Aku gak tau kamu dimana. Mungkin kamu lupa mengirim kabar. Enggan mengirim kabar? Aku tak mau menebak. Kamu tak memberi kabar padaku, begitu saja.

Aku tidak marah. Hanya saja, rasanya aneh tanpa membaca emailmu. Ada yang hilang tanpa tegur sapa kita. Aku, mungkin, kali ini merasa kehilangan kamu.seperti ada yang kosong. Sebagian dari diriku berharap kamu masih menyapaku di pagi atau siang atau malam hari.tapi sebagian dari diriku tahu diri kok.

Kamu mungkin sendiri, mungkin menikmati dunia anehmu itu, atau bersama perempuan lain? Ah, aku terus saja menebak. Maaf, aku hanya kangen.

Aku gelisah. Kupikir, kita tak lagi satu. Aku tak lagi merasakan kehadiranmu di sini, sekalipun aku memanggilmu. Aku seringkali lupa menyapamu di pagi hari. Mungkin aku juga tak mendengarmu. Kita benar-benar jauh ya sekarang.

Aku tak risau kamu di mana, aku tak khawatir kamu bersama perempuan mana. Aku tak terlalu peduli. Namun aku takut merasa jauh darimu. Aku masih butuh kekuatan ini. Kekuatan yang membuatku merasa seakan tak ada yang bisa menghentikanku.

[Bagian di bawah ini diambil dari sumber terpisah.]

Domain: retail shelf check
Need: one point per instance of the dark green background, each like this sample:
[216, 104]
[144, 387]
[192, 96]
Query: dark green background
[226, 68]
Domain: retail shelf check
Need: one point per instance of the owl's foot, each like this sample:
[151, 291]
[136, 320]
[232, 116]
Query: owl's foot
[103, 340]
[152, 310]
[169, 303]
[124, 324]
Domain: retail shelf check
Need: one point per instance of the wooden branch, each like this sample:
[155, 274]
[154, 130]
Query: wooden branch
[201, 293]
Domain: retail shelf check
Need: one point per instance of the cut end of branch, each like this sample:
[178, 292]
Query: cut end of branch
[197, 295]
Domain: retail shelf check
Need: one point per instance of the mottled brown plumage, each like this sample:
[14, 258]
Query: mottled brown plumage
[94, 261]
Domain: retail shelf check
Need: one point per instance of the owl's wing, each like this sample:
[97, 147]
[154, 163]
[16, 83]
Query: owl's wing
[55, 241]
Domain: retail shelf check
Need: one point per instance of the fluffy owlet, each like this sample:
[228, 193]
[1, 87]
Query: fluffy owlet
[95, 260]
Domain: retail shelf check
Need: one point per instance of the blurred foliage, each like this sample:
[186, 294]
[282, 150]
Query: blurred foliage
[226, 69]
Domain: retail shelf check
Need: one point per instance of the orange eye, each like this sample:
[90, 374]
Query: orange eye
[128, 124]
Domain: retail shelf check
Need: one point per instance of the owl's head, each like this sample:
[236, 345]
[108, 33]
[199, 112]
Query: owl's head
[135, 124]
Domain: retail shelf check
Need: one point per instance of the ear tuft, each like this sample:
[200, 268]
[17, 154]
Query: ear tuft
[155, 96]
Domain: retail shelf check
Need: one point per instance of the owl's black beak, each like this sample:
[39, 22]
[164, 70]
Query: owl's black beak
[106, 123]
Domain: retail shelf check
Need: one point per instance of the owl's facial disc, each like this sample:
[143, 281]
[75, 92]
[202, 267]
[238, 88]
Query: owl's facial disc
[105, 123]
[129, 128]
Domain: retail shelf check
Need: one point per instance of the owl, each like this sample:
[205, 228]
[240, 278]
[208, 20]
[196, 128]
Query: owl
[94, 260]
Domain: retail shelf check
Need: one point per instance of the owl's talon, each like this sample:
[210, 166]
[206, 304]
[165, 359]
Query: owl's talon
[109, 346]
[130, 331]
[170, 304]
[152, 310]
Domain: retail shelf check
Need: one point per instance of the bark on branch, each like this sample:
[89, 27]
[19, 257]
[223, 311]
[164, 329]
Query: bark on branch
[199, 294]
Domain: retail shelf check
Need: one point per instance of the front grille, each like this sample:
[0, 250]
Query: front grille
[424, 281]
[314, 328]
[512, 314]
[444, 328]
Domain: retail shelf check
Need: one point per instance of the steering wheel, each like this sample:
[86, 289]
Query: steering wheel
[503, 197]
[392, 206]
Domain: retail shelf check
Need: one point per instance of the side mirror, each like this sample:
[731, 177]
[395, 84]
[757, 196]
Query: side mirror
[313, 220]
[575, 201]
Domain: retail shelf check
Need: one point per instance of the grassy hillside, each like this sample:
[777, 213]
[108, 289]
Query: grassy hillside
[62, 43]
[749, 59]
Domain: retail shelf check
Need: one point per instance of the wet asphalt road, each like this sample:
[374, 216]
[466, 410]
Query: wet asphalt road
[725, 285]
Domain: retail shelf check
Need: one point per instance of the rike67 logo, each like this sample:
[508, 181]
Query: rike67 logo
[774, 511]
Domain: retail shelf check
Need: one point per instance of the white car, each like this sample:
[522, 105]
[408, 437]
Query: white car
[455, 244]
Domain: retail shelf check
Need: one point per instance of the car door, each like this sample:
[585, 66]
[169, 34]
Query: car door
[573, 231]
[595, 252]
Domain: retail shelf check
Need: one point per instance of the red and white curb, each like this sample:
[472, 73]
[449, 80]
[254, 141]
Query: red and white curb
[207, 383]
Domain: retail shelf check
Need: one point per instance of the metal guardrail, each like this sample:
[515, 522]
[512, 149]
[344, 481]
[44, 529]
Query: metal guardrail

Aku terlalu banyak bicara ya? Kamu bosan ya? Maaf.

Ah rino, aku menangis. Ini tangisan ke-4 sejak perpisahan kita. Maaf ya aku menangis lagi. Ini hal baik, tak perlu ditangisi, bukan begitu?

Bukan hanya kamu yang jauh. Aku bahkan tak lagi menikmati bulan, bintang, suara angina atau cahaya matahari. Semuanya mulai asing bagiku. Aku merasa sendirian lagi.

Kamu di mana?

Bintang, kenapa diam saja? Bantu aku menemukannya. Aku kangen sekali padanya.

Matahari, sampaikan ciumku untuknya. Kecupannya masih terasa hangat di pipiku.

Angin, bisikan padanya, aku cinta padanya. Ya, aku cinta padanya, begitu.

Rino garzarelli, aku memanggilmu. Datanglah.